Mechanisms of Tumor Necrosis Factor/Cachectin (TNFalpha)-Induced Pulmonary Vascular Endothelial Injury.

Diverse forms of severe military injuries can all lead to multiple organ failure MOF. Prominent components to this life-threatening state include systemic vascular collapse, disseminated intravascular coagulation, and the Adult Respiratory Distress Syndrome ARDS. One common element to these complications is the presence of endothelial cell EC injury or dysfunction. Two candidate mediators of pulmonary vascular EC injury and ARDS include the endogenous mediator tumor necrosis factor-a TNF-a and the exogenous factor, bacterial lipopolysaccharide LPS. In addition, an LPS-induced, EC- derived glycoprotein, SPARC Secreted Protein Acidic and Rich in Cysteine, regulates EC shape. To better study the mechanisms of TNFa-, LPS-, and SPARC-induced changes in endothelial barrier function, we utilized an in vitro experimental system that precludes hydrostatic pressure changes, granulocyte effector cells, or other nonendothelial-derived host factors.

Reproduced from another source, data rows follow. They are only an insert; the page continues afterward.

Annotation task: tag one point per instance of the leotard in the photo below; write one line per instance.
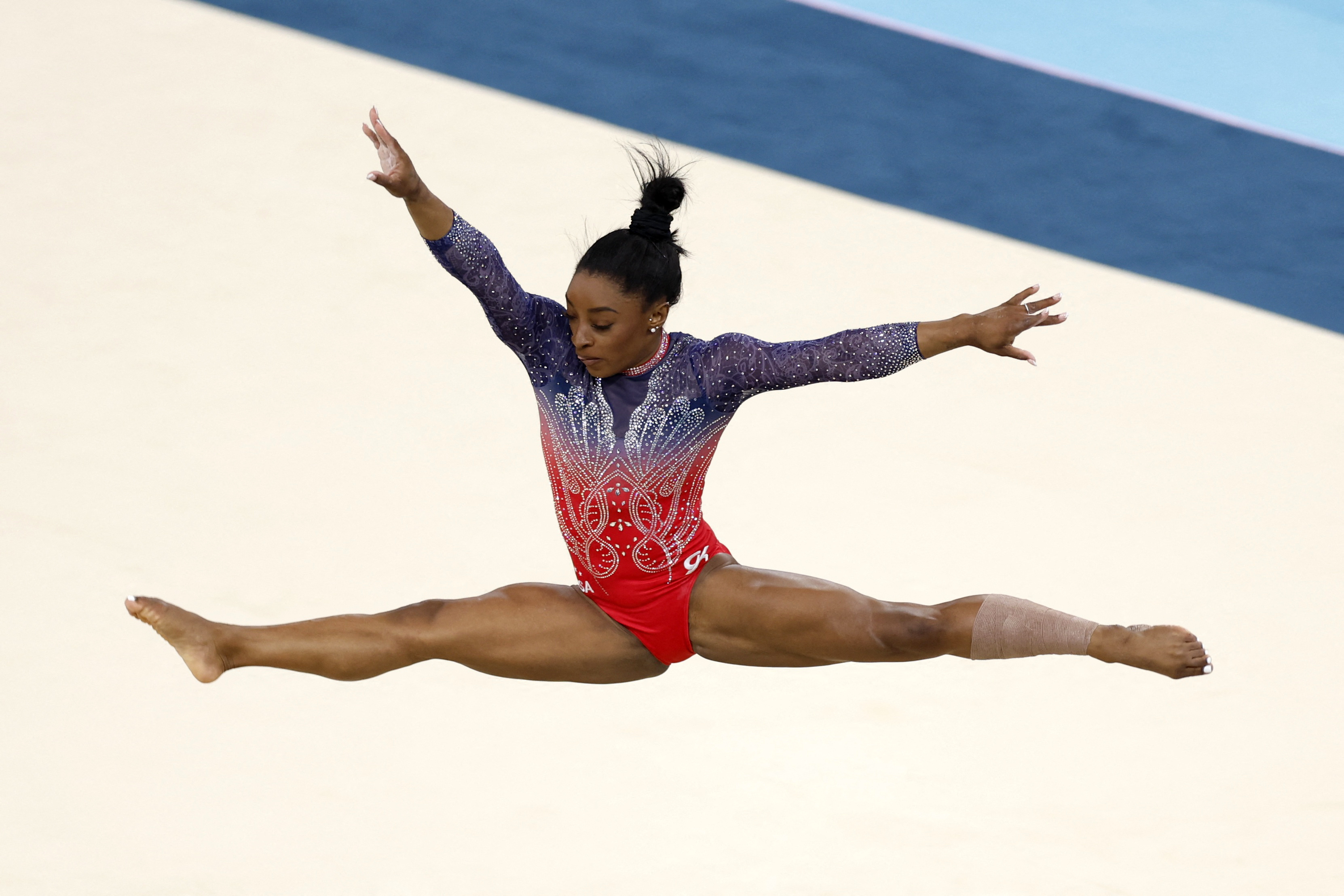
(627, 454)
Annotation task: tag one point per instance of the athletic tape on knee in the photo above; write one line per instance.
(1010, 628)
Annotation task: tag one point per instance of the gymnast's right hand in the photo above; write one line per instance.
(398, 175)
(433, 220)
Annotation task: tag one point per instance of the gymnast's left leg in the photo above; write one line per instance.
(767, 618)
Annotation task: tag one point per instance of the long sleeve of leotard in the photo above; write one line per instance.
(734, 367)
(527, 324)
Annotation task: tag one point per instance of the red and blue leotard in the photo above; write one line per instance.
(627, 454)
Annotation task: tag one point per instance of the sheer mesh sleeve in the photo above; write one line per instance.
(533, 325)
(734, 367)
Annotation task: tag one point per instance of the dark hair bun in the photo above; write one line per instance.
(644, 258)
(664, 194)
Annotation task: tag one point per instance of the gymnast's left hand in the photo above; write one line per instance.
(992, 331)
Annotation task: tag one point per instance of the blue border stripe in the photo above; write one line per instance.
(905, 121)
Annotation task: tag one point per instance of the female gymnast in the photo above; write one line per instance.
(631, 416)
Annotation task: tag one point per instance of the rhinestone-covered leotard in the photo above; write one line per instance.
(630, 504)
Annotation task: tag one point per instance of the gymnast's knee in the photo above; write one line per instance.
(912, 632)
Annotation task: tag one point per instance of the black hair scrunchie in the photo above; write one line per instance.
(652, 225)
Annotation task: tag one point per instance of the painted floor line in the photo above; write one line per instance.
(999, 55)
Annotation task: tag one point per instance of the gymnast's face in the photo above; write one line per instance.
(611, 328)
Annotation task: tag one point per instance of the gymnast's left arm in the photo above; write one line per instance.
(992, 331)
(735, 367)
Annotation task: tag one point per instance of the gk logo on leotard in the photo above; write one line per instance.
(694, 562)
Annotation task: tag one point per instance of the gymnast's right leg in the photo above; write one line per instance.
(537, 632)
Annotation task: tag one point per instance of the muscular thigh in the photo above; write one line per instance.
(761, 617)
(538, 632)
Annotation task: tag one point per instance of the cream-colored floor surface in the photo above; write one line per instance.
(230, 375)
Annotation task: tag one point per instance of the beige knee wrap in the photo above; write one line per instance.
(1008, 628)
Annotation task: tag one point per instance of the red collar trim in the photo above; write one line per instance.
(650, 365)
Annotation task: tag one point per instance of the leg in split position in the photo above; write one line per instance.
(767, 618)
(738, 614)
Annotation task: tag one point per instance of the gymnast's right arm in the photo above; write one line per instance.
(526, 323)
(433, 218)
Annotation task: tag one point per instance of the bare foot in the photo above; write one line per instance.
(191, 636)
(1169, 651)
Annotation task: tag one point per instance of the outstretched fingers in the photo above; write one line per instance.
(1021, 297)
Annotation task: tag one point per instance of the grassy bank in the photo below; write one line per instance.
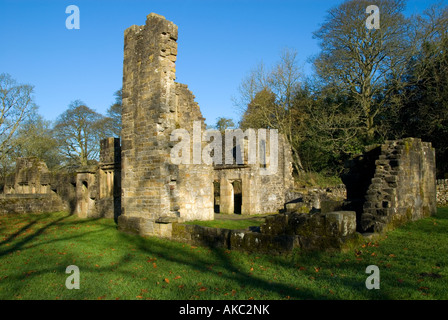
(36, 249)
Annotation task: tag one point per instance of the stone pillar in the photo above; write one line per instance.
(154, 190)
(226, 197)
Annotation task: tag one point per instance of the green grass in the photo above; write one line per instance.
(237, 224)
(36, 249)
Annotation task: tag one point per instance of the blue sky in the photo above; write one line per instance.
(219, 43)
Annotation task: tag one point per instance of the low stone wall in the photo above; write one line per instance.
(31, 203)
(442, 192)
(280, 233)
(391, 184)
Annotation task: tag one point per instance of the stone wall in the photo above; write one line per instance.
(280, 234)
(31, 177)
(31, 203)
(98, 187)
(442, 192)
(260, 193)
(391, 184)
(153, 188)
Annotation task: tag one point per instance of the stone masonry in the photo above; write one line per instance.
(155, 191)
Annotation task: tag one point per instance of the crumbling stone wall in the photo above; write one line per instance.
(280, 234)
(442, 192)
(31, 177)
(261, 193)
(34, 189)
(391, 184)
(30, 203)
(154, 189)
(98, 187)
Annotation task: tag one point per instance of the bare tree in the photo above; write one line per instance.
(268, 99)
(79, 130)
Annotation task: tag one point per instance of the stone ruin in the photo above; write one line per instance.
(156, 192)
(138, 185)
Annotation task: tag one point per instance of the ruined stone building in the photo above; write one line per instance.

We studied the influence of human rTNFa, E.coli 0111 B4 LPS, and murine SPARC on the movement of 14C- bovine serum albumin across bovine pulmonary vascular EC monolayers grown to confluence on filter supports mounted in chemotaxis chambers. We also studied whether these three mediators regulated endothelial barrier function through actin reorganzation. We found that TNFa, LPS, and SPARC each induced dose-, time- and temperature dependent increments in transendothelial 14C-BSA flux and that these changes in barrier function were mediated through EC actin depolymerization. The LPS effect was profoundly serum-dependent and this serum requirement could be satisfied by LPS-binding protein as well as soluble CD 14.